Re: How to sum multidimensional arrays?

Posted by 9il
in reply to jmh530

9il

Posted in reply to jmh530

On Thursday, 27 February 2020 at 16:31:49 UTC, jmh530 wrote:
> On Thursday, 27 February 2020 at 15:28:01 UTC, p.shkadzko wrote:
>> On Thursday, 27 February 2020 at 14:15:26 UTC, p.shkadzko wrote:
>>> This works but it does not look very efficient considering we flatten and then calling array twice. It will get even worse with 3D arrays.
>>
>> And yes, benchmarks show that summing 2D arrays like in the example above is significantly slower than in numpy. But that is to be expected... I guess.
>>
>> D -- sum of two 5000 x 6000 2D arrays: 3.4 sec.
>> numpy -- sum of two 5000 x 6000 2D arrays: 0.0367800739913946 sec.
>
> What's the performance of mir like?
>
> The code below seems to work without issue.
>
> /+dub.sdl:
> dependency "mir-algorithm" version="~>3.7.17"
> dependency "mir-random" version="~>2.2.10"
> +/
> import std.stdio : writeln;
> import mir.random : Random, unpredictableSeed;
> import mir.random.variable: UniformVariable;
> import mir.random.algorithm: randomSlice;
>
> auto rndMatrix(T)(T max, in int rows, in int cols)
> {
>     auto gen = Random(unpredictableSeed);
>     auto rv = UniformVariable!T(0.0, max);
>     return randomSlice(gen, rv, rows, cols);
> }
>
> void main() {
>     auto m1 = rndMatrix(10.0, 2, 3);
>     auto m2 = rndMatrix(10.0, 2, 3);
>     auto m3 = m1 + m2;
>
>     writeln(m1);
>     writeln(m2);
>     writeln(m3);
> }

The same as numpy for large matrixes because the cost is memory access. Mir+LDC will be faster for small matrixes because it will flatten the inner loop and use SIMD instructions.

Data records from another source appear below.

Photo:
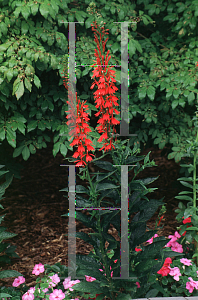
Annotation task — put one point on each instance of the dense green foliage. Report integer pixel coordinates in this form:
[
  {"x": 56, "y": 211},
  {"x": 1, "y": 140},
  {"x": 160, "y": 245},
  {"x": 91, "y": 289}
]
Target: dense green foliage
[
  {"x": 6, "y": 250},
  {"x": 162, "y": 69}
]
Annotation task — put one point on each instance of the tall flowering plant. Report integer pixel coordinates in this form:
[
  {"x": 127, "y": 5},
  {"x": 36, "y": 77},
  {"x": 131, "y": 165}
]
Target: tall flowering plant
[
  {"x": 106, "y": 185},
  {"x": 104, "y": 95}
]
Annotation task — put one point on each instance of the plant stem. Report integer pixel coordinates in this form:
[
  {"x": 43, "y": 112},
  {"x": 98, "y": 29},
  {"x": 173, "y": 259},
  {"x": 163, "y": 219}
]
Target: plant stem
[
  {"x": 194, "y": 188},
  {"x": 93, "y": 192}
]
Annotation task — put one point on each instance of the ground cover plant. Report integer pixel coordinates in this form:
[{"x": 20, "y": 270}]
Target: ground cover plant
[{"x": 152, "y": 258}]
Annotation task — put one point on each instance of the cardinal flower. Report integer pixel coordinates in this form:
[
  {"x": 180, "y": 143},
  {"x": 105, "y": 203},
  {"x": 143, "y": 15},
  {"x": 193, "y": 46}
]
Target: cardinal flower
[
  {"x": 104, "y": 95},
  {"x": 79, "y": 129}
]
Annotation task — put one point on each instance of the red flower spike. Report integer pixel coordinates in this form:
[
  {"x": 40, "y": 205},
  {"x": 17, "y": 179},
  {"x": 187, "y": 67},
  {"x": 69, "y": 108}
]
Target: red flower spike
[
  {"x": 104, "y": 95},
  {"x": 82, "y": 129}
]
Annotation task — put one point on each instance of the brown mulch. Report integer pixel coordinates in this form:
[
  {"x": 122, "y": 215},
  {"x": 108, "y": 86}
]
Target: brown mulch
[{"x": 34, "y": 204}]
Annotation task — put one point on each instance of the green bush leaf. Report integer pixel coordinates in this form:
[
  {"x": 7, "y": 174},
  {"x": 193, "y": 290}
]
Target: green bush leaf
[
  {"x": 28, "y": 85},
  {"x": 63, "y": 149},
  {"x": 26, "y": 153},
  {"x": 9, "y": 273},
  {"x": 11, "y": 137},
  {"x": 20, "y": 90},
  {"x": 151, "y": 92},
  {"x": 25, "y": 11},
  {"x": 37, "y": 81},
  {"x": 44, "y": 10}
]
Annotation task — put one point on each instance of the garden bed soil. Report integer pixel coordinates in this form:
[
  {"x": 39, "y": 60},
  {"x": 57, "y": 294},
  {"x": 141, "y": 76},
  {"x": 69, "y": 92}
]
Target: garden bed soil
[{"x": 34, "y": 204}]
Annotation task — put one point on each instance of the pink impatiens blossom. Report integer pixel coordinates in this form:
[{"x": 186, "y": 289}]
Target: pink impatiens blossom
[
  {"x": 29, "y": 295},
  {"x": 18, "y": 281},
  {"x": 150, "y": 241},
  {"x": 68, "y": 283},
  {"x": 89, "y": 278},
  {"x": 191, "y": 285},
  {"x": 55, "y": 279},
  {"x": 57, "y": 295},
  {"x": 138, "y": 285},
  {"x": 186, "y": 262},
  {"x": 175, "y": 272},
  {"x": 39, "y": 268}
]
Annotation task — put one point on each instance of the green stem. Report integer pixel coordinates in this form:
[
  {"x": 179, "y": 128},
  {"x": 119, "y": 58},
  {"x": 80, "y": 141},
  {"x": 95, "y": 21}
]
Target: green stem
[
  {"x": 194, "y": 189},
  {"x": 94, "y": 195}
]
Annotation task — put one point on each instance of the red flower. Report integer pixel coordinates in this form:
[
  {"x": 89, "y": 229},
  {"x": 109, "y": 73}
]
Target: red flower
[
  {"x": 104, "y": 98},
  {"x": 160, "y": 220},
  {"x": 95, "y": 297},
  {"x": 138, "y": 249},
  {"x": 80, "y": 130}
]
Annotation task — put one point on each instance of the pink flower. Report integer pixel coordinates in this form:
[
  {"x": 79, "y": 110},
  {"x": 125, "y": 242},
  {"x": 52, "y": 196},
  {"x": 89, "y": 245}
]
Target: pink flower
[
  {"x": 18, "y": 281},
  {"x": 57, "y": 295},
  {"x": 138, "y": 249},
  {"x": 138, "y": 285},
  {"x": 177, "y": 247},
  {"x": 38, "y": 269},
  {"x": 175, "y": 272},
  {"x": 191, "y": 285},
  {"x": 55, "y": 279},
  {"x": 89, "y": 278},
  {"x": 68, "y": 283},
  {"x": 150, "y": 241},
  {"x": 186, "y": 262}
]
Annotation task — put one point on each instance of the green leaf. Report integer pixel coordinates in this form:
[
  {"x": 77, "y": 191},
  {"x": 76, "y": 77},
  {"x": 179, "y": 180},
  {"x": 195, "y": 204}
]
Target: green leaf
[
  {"x": 132, "y": 48},
  {"x": 32, "y": 125},
  {"x": 79, "y": 17},
  {"x": 44, "y": 10},
  {"x": 24, "y": 27},
  {"x": 26, "y": 153},
  {"x": 176, "y": 93},
  {"x": 115, "y": 47},
  {"x": 187, "y": 198},
  {"x": 9, "y": 74},
  {"x": 121, "y": 15},
  {"x": 3, "y": 28},
  {"x": 54, "y": 62},
  {"x": 112, "y": 9},
  {"x": 9, "y": 273},
  {"x": 151, "y": 92},
  {"x": 89, "y": 21},
  {"x": 56, "y": 148},
  {"x": 105, "y": 186},
  {"x": 142, "y": 92},
  {"x": 25, "y": 11},
  {"x": 145, "y": 20},
  {"x": 18, "y": 151},
  {"x": 32, "y": 149},
  {"x": 138, "y": 46},
  {"x": 11, "y": 137},
  {"x": 174, "y": 104},
  {"x": 20, "y": 91},
  {"x": 2, "y": 134},
  {"x": 17, "y": 11},
  {"x": 21, "y": 127},
  {"x": 34, "y": 8},
  {"x": 37, "y": 81},
  {"x": 28, "y": 85},
  {"x": 63, "y": 150},
  {"x": 191, "y": 97}
]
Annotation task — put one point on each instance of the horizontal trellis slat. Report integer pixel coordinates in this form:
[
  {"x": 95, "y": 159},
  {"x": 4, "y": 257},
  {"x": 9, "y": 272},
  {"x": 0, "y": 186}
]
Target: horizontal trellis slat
[{"x": 170, "y": 298}]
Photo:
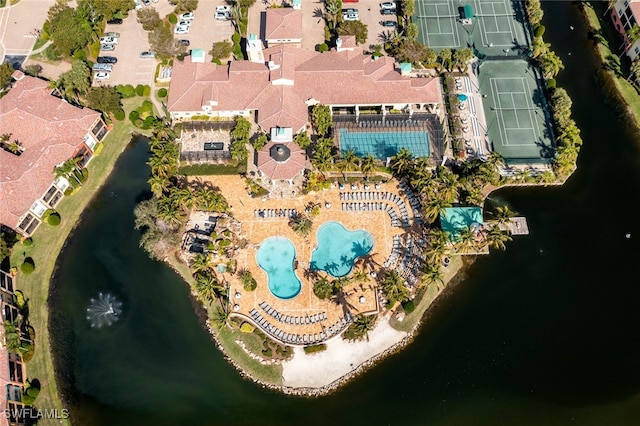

Few performances nitpick for your example to be fair with benchmarking againt the test:
1. Random (default) is slower then Xorfish.
2. double is twice larger then int and requires twice more memory, so it would be twice slower then int for large matrixes.

Check the prev. post, we have posted almost in the same time ;)
https://forum.dlang.org/post/izoflhyerkiladngyrov@forum.dlang.org

February 27, 2020

Re: How to sum multidimensional arrays?

Posted by Andrea Fontana
in reply to p.shkadzko

Andrea Fontana

Posted in reply to p.shkadzko

On Thursday, 27 February 2020 at 14:15:26 UTC, p.shkadzko wrote:
> void main() {
>     int[][] m1 = rndMatrix(10, 2, 3);
>     int[][] m2 = rndMatrix(10, 2, 3);
>
>     auto c = m1[] + m2[];
> }


I think you're trying to do this:

int[][] m1 = rndMatrix(10, 2, 3);
int[][] m2 = rndMatrix(10, 2, 3);
int[][] m3;

m3.length = m1.length;
foreach(i; 0..m1.length)
{
    m3[i].length = m1[i].length;
    m3[i][] = m1[i][] + m2[i][];
}

But of course that's not the best solution :)

February 27, 2020

Re: How to sum multidimensional arrays?

Posted by jmh530
in reply to 9il

jmh530

Posted in reply to 9il

On Thursday, 27 February 2020 at 16:39:15 UTC, 9il wrote:
> [snip]
> Few performances nitpick for your example to be fair with benchmarking againt the test:
> 1. Random (default) is slower then Xorfish.
> 2. double is twice larger then int and requires twice more memory, so it would be twice slower then int for large matrixes.
>
> Check the prev. post, we have posted almost in the same time ;)
> https://forum.dlang.org/post/izoflhyerkiladngyrov@forum.dlang.org

Those differences largely came from a lack of attention to detail. I didn't notice the Xorshift until after I posted. I used double because it's such a force of habit for me to use continuous distributions.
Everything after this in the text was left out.